Due to the trend of high-speed digital systems attributed to technological developments, Electro-Magnetic Interference (EMI) has emerged as a challenging issue to tackle. To mitigate EMI, an EMI filter was used or EMI shielding was applied in an initial stage. However, the use of an EMI filer or the EMI shielding is not cost-effective and has technical limitations. That's why a Spread Spectrum Clock Generator (SSCG) has been widespread recently. For EMI reduction, the SSCG modulates a reference signal with a high energy in a specific frequency to a signal with a low energy relative to the reference signal in a frequency having a predetermined bandwidth. As a clock signal is spread across a specific frequency band by the SSCG, rather than it is fixed to a specific frequency, the energy of the clock signal in the specific frequency is distributed and thus the clock signal does not cause EMI to adjacent electronic circuits.
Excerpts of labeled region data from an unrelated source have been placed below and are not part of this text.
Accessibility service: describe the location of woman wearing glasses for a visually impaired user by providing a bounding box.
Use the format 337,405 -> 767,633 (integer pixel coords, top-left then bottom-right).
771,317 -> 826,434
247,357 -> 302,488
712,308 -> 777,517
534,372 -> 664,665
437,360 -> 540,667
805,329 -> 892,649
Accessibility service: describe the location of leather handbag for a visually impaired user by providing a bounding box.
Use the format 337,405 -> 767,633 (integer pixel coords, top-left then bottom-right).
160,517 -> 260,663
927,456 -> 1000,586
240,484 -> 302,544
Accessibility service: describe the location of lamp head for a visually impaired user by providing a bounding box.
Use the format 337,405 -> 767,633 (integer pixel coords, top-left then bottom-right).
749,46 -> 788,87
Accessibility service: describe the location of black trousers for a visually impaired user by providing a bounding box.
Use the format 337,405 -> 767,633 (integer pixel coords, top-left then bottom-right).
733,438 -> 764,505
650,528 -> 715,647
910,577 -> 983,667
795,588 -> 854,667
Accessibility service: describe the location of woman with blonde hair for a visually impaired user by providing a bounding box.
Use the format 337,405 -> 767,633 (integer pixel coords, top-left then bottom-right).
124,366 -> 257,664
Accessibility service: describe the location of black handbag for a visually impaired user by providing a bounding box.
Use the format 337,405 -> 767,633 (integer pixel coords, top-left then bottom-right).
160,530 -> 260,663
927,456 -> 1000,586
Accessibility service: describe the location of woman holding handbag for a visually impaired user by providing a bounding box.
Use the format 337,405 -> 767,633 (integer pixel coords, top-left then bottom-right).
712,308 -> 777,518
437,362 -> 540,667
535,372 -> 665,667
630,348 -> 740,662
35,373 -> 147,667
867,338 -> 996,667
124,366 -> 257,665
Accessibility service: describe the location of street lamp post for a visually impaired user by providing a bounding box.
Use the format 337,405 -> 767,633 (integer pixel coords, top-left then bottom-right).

FIG. 1 is a block diagram of an SSCG that includes a pre-divider 10, a phase frequency detector 12, a charge pump 14, a loop filter 16, a combiner 18, a Voltage Controlled Oscillator (VCO) 20, a modulation controller 22, a Multiplexer (MUX) 24, and a feedback divider 26. The phase frequency detector 12, the charge pump 14, the loop filter 16, the VCO 20, and the feedback divider 26 collectively form a typical Phase Locked Loop (PLL).
The SSCG illustrated in FIG. 1 has blocks used for modulation in the PLL in order to carry out a spread spectrum function. The spectrum spreading can be achieved largely in the following four methods. One method is a fine control of the feedback divider 26 through the modulation controller 22. A second spectrum spreading method is to apply a modulation voltage directly to the loop filter 16 through the modulation controller 22. The modulation voltage is combined with the output of the loop filter 16 in the combiner 18. A third spectrum spreading method is to provide modulation information to the charge pump 14 through the modulation controller 22. A fourth spectrum spreading method is to control the output phase of the VCO 20 through the modulation controller 22 and the MUX 24. The modulation controller 22 generates a selection signal for the MUX 24.
The SSCG using the foregoing methods should transmit a typical modulation frequency ranging from tens of kHz to hundreds of kHz without distortion. The bandwidth of the PLL should be set to be low, such as about a tenth of the modulation frequency, e.g., ranging from several kHz to tens of kHz.
As the modulation frequency gets lower, the PLL bandwidth should be decreased. As a result, the capacitance of the loop filter 16 should be increased to or above several nF. It is difficult to integrate such a capacitor having a capacitance of several nF on a chip. For this reason, most spread spectrum PLLs adopt external filters. The use of additional parts increases cost.